Exploring Moats surrounding Alchemix Finance
Overview
Alchemix Finance unlocks future yield for users assets by issuing a synthetic debt (alUSD) backed by collateral deposited into the protocol. Debt is automatically repaid by yield earned through lending collateral assets. To maintain stability of alUSD, the token acts as a fungible claim on the underlying collateral. The project is governed through a DAO, using the ALCX token. There are many instances of established DeFi projects being forked. The discussion below explores the possibility of ALCX contracts being copied and redeployed through analysis of Alchemix’s moats. The moats examined are liquidity, community and tokenomics.
Liquidity
Fungible redemption of the underlying collateral incentivises the provision of liquidity to alUSD. If the market price for alUSD is below peg, debtors are incentivised to buy alUSD to pay down their debt at a discount, and arbitrageurs are incentivised to buy to profit from redeeming the underlying collateral. In the event alUSD is above peg, users are incentivised to mint alUSD with collateral and profit from the difference between. Such a system is designed to guide the synthetic debt towards a stable price using economic incentives, regardless of the liquidity or network effect of the implementation. In theory, this mechanism design allows for a fork of Alchemix contracts that could maintain the peg of alUSD with little initial liquidity, thereby fragmenting the value capture of the Alchemix protocol. On closer examination, it appears liquidity is the key moat around the protocol. A large user who wants to unlock yield on a whale size position could cause slippage when selling alUSD, thereby encouraging use of the most liquid instance. Therefore, the optimum user experience is centred around maximising utility through enabling the disposal of unlocked yield with the least slippage. The aphorism ‘liquidity begets liquidity’ applies to this scenario. The greatest liquidity attracts the most users, thereby increasing the liquidity further. Thus, this is the most important moat for Alchemix, and it should be closely defended. The biggest threat to Alchemix is that a platform with existing liquidity implements a fork of the Alchemix contract to add to their existing suite of financial primitives, bootstrapping liquidity from their existing user base. Alchemix has successfully bootstrapped liquidity to the platform through their yield farming initiative. The liquidity moat should be fiercely defended by continually incentivising deep liquidity for alUSD/collateral pairs.
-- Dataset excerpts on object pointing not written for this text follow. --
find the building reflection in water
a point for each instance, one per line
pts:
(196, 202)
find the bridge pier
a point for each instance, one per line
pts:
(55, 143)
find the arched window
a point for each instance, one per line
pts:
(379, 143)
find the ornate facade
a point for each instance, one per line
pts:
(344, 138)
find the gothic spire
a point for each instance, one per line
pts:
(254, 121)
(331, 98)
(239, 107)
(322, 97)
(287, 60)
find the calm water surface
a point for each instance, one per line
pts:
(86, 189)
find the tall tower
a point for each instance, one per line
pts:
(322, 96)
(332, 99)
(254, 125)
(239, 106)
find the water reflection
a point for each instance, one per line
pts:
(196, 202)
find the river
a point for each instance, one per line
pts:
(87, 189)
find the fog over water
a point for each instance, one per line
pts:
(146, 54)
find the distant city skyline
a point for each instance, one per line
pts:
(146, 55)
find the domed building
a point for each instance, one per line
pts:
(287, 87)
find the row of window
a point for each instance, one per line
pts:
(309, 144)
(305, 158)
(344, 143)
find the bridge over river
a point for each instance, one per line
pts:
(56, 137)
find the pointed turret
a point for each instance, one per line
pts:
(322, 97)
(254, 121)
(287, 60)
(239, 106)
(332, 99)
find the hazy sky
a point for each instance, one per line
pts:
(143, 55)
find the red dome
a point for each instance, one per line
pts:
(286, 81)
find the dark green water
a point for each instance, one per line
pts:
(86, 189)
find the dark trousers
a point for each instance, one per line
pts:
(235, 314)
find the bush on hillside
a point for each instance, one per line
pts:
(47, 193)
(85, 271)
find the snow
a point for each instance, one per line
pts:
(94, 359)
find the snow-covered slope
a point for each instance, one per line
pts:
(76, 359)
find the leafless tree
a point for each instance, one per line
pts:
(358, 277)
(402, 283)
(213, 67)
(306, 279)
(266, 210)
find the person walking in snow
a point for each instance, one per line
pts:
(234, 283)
Furthermore, it should be an imperative to seek “mergers” with larger ecosystems, through partnerships and integrations in order to reduce the risk of established DeFi protocols attacking Alchemix liquidity.
Community
The token distribution of ALCX further cements the protocol’s defensibility through its fairness and incentives creating a strong community. With 60% of the supply of ALCX designated for liquidity mining rewards, users are the largest benefactors of the token supply. The DAO holds 15% of the supply for discretionary allocation by ALCX holders, plus a further 5% earmarked for bug bounties. A whitelisted pool holds the remaining 20% of tokens to be mined by the development team, encouraging skin in the game for existing team members, plus a bounty incentive for new developers to contribute. Furthermore, genesis of the project was publicly announced, no privilege was given to insiders before the token launch. The token distribution has enabled strong alignment between community and developer team- a strong foundation for a resilient community. The community would not benefit materially from a protocol fork to change the parameters of the token distribution, as there is no misalignment between token holders. Thus, there is a low probability that a community fork would gain traction. Community alignment is a strong moat for Alchemix.
Tokenomics
Token emissions through yield farming are an effective mechanism for generating desired user activity on the platform. Modelling the emission schedule in line with the structure of inflation on the well-established Synthetix protocol is a safe bet between incentivising long term bootstrapping of user activity without the trade-off of diluting the token supply to an extent that would harm the token value. Whilst a 3 year emissions schedule with gradually reducing tail-end inflation does not compete with ‘degen’ level yields offered by other nascent projects, it is sufficient to incentivise immediate engagement. Sustained long term reward schedule disincentives fickle liquidity that chases short term yield, solidifying a user base of long-haul stakeholders. ALCX tokenomics proves to be a strong moat against a fork offering higher emissions.
Conclusion
Through careful design, Alchemix Finance has launched a protocol that is showing early signs of forming strong moats. Liquidity is the strongest moat, and should be closely defended to ensure optimum user experience. Deep liquidity and ecosystem ties are required to defend this moat and should be a central focus. There exists a strong alignment between the users and developers of the protocol, solidifying a strong foundation for a resilient and enfranchised community moat that is unlikely to be attacked. The token model is an effective balance between bootstrapping initial liquidity and sustaining long term stakeholders.